In Blood, Sea, the ocean is not a metaphor for inwardenss. It is inwardness, seen from the perspective of a body, who is always both, metabolism, proteins and bones, but also concern, feeling and lust. If we connect to the ocean, Calvino suggests, we experience ourselves, but we experience that in us, which is so deeply inside that it is completely unknown. Our inner dimensions are oceanic. When we experience ourselves, in truth we have an experience of the ocean, of its vastness, wildness, bleakness, of its fecundity, desertion, and its unfathomable life-giving potential.
Our body is the fashion in which the ocean thinks its own enfolding into a tiny space. The ocean is the manner in which my body experiences its own inside. When I connect to the ocean, I can make contact to this inside, which is always there, as it is simply the means to make any experiences, but which I still cannot really see, as it is the means through which I am able to see in the first place.
The ocean which carries me on its waves and makes me feel carried, and embraced, and chilled, and rocked, and which makes me taste my salty self on my own lips, is an endless variation of how it is to be, not as a mere body in space, but as a part of that all-encompassing space which is me and the ocean. Floating in sea water means experiencing my inside by being touched by that which is inside and which at the same time totally is the other. It means experiencing myself as ocean by letting meet my inside and the other who is also an inside.

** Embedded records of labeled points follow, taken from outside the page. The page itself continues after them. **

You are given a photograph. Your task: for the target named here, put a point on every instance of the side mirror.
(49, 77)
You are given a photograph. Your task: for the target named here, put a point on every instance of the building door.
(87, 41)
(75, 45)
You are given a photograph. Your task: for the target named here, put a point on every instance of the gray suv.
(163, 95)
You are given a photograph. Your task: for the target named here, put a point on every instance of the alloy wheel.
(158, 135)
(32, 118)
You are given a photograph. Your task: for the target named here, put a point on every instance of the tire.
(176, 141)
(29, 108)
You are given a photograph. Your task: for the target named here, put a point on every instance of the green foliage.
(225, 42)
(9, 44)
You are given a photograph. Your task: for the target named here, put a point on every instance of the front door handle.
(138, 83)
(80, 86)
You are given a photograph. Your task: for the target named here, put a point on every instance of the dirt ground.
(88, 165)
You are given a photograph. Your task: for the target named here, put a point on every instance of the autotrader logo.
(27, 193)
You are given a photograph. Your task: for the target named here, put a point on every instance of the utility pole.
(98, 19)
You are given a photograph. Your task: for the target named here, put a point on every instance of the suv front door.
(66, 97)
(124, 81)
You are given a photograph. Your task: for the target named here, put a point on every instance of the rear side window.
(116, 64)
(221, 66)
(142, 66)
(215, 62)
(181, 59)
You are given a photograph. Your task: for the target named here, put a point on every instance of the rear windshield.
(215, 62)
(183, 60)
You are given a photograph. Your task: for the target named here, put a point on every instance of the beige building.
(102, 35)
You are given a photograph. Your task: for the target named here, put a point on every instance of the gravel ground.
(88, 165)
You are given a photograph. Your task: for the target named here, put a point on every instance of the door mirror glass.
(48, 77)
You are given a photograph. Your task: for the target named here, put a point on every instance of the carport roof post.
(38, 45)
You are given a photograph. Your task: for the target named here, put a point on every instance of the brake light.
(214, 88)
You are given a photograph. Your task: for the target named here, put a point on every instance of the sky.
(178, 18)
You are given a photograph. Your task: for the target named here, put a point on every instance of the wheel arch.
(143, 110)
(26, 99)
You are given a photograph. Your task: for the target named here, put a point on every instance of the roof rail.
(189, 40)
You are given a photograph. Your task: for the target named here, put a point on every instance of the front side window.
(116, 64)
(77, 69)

The ocean reveals itself as inwardness, as I connect to it through my body, and experience inwardness, and, in the roar of the waves, and the salty taste of the spray, this inwardness shows itself as being matter, and form. It shows that every being is the constant transformation of one into the other, of inwardness into matter, and of matter into experience. It shows that in experiencing, we are outside, and that we, as bodies with an outside, unfold meaning and existential concern. We see with our bodies. Through the touch of something which is a body outside of our bodies we can see ourselves, not as an outside, but as an inside.

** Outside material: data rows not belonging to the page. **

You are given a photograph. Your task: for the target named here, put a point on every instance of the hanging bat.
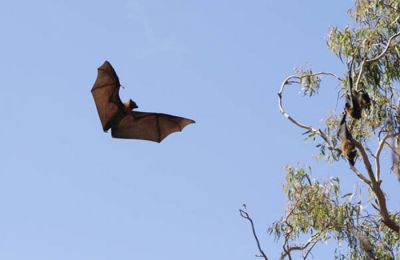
(120, 117)
(352, 106)
(347, 142)
(356, 101)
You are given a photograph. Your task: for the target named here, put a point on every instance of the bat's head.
(130, 105)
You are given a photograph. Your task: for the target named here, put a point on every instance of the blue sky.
(70, 191)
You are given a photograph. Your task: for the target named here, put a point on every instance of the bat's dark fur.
(347, 142)
(356, 101)
(120, 117)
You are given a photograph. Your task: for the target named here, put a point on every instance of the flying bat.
(120, 117)
(347, 142)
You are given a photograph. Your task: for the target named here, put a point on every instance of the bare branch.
(246, 215)
(386, 48)
(311, 241)
(376, 188)
(286, 82)
(378, 154)
(365, 61)
(360, 175)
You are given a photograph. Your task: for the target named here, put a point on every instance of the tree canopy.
(318, 210)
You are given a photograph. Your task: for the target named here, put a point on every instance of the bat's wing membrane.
(149, 126)
(106, 94)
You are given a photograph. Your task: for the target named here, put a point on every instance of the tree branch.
(376, 188)
(246, 215)
(286, 82)
(378, 154)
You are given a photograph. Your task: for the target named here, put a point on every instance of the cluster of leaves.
(318, 210)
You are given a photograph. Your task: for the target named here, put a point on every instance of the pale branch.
(365, 61)
(360, 175)
(312, 129)
(311, 241)
(378, 153)
(246, 215)
(386, 48)
(376, 188)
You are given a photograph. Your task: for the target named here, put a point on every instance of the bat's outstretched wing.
(106, 94)
(148, 126)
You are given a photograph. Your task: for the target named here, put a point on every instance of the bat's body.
(120, 117)
(356, 101)
(347, 146)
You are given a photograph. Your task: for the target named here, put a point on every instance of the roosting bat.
(120, 117)
(356, 101)
(347, 142)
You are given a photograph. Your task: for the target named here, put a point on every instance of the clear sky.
(70, 191)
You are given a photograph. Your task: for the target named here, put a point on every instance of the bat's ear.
(132, 104)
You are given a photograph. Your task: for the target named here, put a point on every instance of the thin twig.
(312, 129)
(246, 215)
(378, 153)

Being an Organism Is Desire
The hypothesis of this book is that Calvino in his idea did not follow only a beautiful, but somewhat idiosyncratic quirk of a poet, but that he rather explained a basal truth. This truth is that reality and in it explicitly the biosphere is alive. This aliveness means that it not only shows a physical surface, a causal-mechanic behavior in space and time, but that it is constantly revealing meaning and inwardness. Biology is the sphere of existential relations expressing this inwardness, hence, it is poetic.
The idea which Calvino unfolds is a first-person-analysis of how organisms connect with one another. It is absolutely accurate, particularly because it does not only recount the story of a rupture and a separation, but also an intensification, a mirroring in the play of transformations: the general poiesis of reality translated into the poetics of words.